Une voie peineuse d’écriture dédiée au combat et à l’affrontement spirituel que Bernanos poursuivra à l’abri de toute tour d’ivoire. C’est « dans l’Han des wagons, le babil des comptoirs et les cafés les plus sombres », terreaux de la pâte humaine que l’impénitent voyageur donnera chair à ses célèbres héros. Ces Donissan, Mouchette, Chantal de Clergerie et autres curés d’Ambricourt auxquels il révélera l’authenticité au prix d’une grande souffrance.
« Je ne crois qu’à ce qui me coûte » révélera-t-il à cet égard comme hanté par une conception sacerdotale du langage qui fait d’elle un don divin et des mots sacrés par le sacrifice qu’ils incarnent.
Le métier littéraire ne me tente pas, il m’est imposé. C’est le seul moyen qui m’est donné de m’exprimer, c’est-à-dire de vivre. Pour tous une émancipation, une délivrance de l’homme intérieur, mais ici quelque chose de plus : une condition de ma vie morale.
Tout Bernanos est dans ces quelques lignes. Son désir n’a rien ainsi de l’effervescence jacassière du monde des lettres conçu pour distraire le lecteur, mais d’imposer au verbe « l’ascèse d’un dépouillement, de tamiser et de battre ses phrases avec un fléau d’acier pour n’y laisser que le trésor de quelques grains, menues pépites seules aptes à dire ce qu’il est vital de dire et de crier », tel que l’exprime parfaitement François Angelier.

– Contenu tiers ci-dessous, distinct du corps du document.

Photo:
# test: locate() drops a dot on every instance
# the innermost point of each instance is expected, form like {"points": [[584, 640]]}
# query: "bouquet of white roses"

Figure solitaire et déterminée, exempte de toute discipline de parti et d’ecclésiale, Bernanos vivra ainsi en éternel franc-tireur. Si ses diverses trajectoires l’ont fait flirter un temps avec les Camelots du Roi, la monarchie ou l’Action française, sa lucidité lui permettra d’échapper à tout compagnonnage stérile pour se recentrer sur l’essentiel, À savoir, comme l’écrit le père Guy Gaucher, « ce centre de l’âme où s’unifient au-delà des apparences, tant de dons divers et de données psychologiques contradictoires. »
À sa mission fictionnelle ainsi remplie, viendra alors la période du Bernanos pamphlétaire. Celle que va suivre à la trace son biographe, lorsque celui-ci attaque violemment Franco et l’attitude conciliante de l’Église d’Espagne dans « Les grands cimetières sous la lune », puis dans le non moins célèbre « La France contre les robots » où il alerte sa patrie, et le monde à travers elle, sur les dangers de l’aliénation par la technique et l’argent ; convaincu que le monde moderne est une « conspiration contre toute espèce de vie intérieure ».
Face à l’irrémédiable avancée de la technologie qui dispense à l’homme de penser, l’homme visionnaire lancera son ultime cri d’alerte. « L’idée que la liberté puisse disparaître peu à peu d’une civilisation technique où, en effet, elle n’a pas de place, m’est, à la lettre, intolérable », écrira-t-il.
La dernière mise en garde d’une existence prophétique, judicieusement cernée par François Angelier, qui fut, soixante années durant, l’itinéraire sacrificiel d’un être pétri d’espérance et plus que tout attaché à « ce doux royaume de la terre… »
Michel BOLASELL
articles@marenostrum.pm
Angelier, François, « Georges Bernanos : la colère et la grâce », Le Seuil, « Sciences humaines – – Biographies – Témoignages », 16/09/2021, 1 vol. (629 p.), 25€.
François Angelier est producteur à France Culture de la fameuse émission « Mauvais Genres » et collaborateur du » Monde des Livres ». Passionné par les expériences spirituelles les plus radicales et les figures atypiques, il a publié plusieurs ouvrages et articles sur les francs-tireurs du catholicisme de plume : Hello, Huysmans, Claudel, Louis Massignon, Simone Weil et Léon Bloy (au Seuil : « Bloy ou la fureur du juste », 2015).